Viterbo – “I ricorsi delle difese sono stati fatti tutti per motivi formali. L’impianto accusatorio sarebbe rimasto solido in ogni caso”.
Il pm Paola Conti non arretra di un passo. Per il magistrato titolare dell’inchiesta sullo spaccio a bande in centro storico, le contestazioni ai 31 arrestati tengono. Anche dopo il verdetto del Riesame.
I giudici romani hanno sciolto la riserva ieri sera, rimodulando alcune posizioni e alleggerendo le misure cautelari. Ma nell’ottica degli inquirenti, un annullamento anche totale dell’ordinanza del gip avrebbe cambiato poco la sostanza delle indagini. Il grosso degli episodi di spaccio resiste nei riscontri incrociati di testimonianze e intercettazioni.
Dall’inizio delle indagini – gennaio 2013 – i carabinieri del nucleo operativo di Giovanni Martufi e le fiamme gialle della polizia tributaria di Domenico Costagliola hanno sequestrato più di tre chili di stupefacente tra cocaina, eroina, marijuana e hashish. Solo nel blitz del 19 maggio, è spuntato un etto e mezzo di polvere bianca, impacchettata e custodita dall’unico arrestato in flagranza.
Con l’ordinanza di ieri il Riesame ha alleggerito la misura cautelare per dieci persone, sostituendo il carcere con i domiciliari. Altre due scarcerazioni erano arrivate mercoledì. Ma, al momento, altrettanti sono gli indagati che hanno già patteggiato la pena col pubblico ministero, ammettendo gli episodi di spaccio. Una conferma della genuinità delle indagini, per chi le ha condotte. Indipendentemente dalle misure cautelari.
“Nessuno vuole il carcere a oltranza per gli indagati – afferma il magistrato -, ma crediamo fermamente che ci siano tutti gli estremi per arrivare a una sentenza di condanna. Almeno per le posizioni più gravi e, quindi, per chi spacciava eroina e cocaina”.

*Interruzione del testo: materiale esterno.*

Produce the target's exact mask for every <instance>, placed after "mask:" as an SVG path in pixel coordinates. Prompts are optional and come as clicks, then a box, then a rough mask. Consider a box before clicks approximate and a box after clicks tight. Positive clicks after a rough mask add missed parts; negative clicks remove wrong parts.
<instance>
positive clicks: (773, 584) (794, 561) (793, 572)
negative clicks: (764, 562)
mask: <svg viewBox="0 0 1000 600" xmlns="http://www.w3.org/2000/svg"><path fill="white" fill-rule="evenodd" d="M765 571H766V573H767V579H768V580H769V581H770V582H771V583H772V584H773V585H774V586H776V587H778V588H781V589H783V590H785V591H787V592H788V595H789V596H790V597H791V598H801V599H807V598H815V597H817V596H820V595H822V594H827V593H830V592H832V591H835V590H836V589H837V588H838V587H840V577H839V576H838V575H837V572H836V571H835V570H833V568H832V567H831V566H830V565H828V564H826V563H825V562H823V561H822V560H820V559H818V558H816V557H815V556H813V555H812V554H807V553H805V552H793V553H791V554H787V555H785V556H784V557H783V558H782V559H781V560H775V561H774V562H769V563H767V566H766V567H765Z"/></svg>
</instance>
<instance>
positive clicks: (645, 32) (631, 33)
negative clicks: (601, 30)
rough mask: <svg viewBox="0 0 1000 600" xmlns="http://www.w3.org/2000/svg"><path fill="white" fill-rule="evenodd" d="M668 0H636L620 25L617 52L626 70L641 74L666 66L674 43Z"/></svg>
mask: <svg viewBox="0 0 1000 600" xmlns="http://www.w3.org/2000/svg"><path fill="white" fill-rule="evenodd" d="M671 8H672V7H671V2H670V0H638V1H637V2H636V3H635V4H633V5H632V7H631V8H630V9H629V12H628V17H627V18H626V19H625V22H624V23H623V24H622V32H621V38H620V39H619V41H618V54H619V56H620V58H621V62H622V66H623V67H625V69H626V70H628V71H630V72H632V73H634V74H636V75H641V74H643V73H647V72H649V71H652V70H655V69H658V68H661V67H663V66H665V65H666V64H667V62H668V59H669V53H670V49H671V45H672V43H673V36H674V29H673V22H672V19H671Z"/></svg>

La “Babele” del traffico di droga si componeva di dominicani, tunisini e viterbesi. Ma erano le prime due etnie, secondo le indagini, a spartirsi il centro storico: dominicani a San Faustino e via Cairoli, tunisini a San Pellegrino. Non una vera e propria associazione a delinquere, ma una rete con singoli snodi più importanti di altri a seconda della qualità e quantità di stupefacenti che gli spacciatori riuscivano a piazzare sul mercato.
Ruoli diversi e pene diverse. Nel balletto delle normative sugli stupefacenti, è tornata in vigore la vecchia distinzione tra droghe leggere e droghe pesanti: per le prime, la pena è da due a sei anni; per le seconde da otto a vent’anni. Ma per il processo c’è tempo. L’indagine è ancora in corso e l’ordinanza in piedi.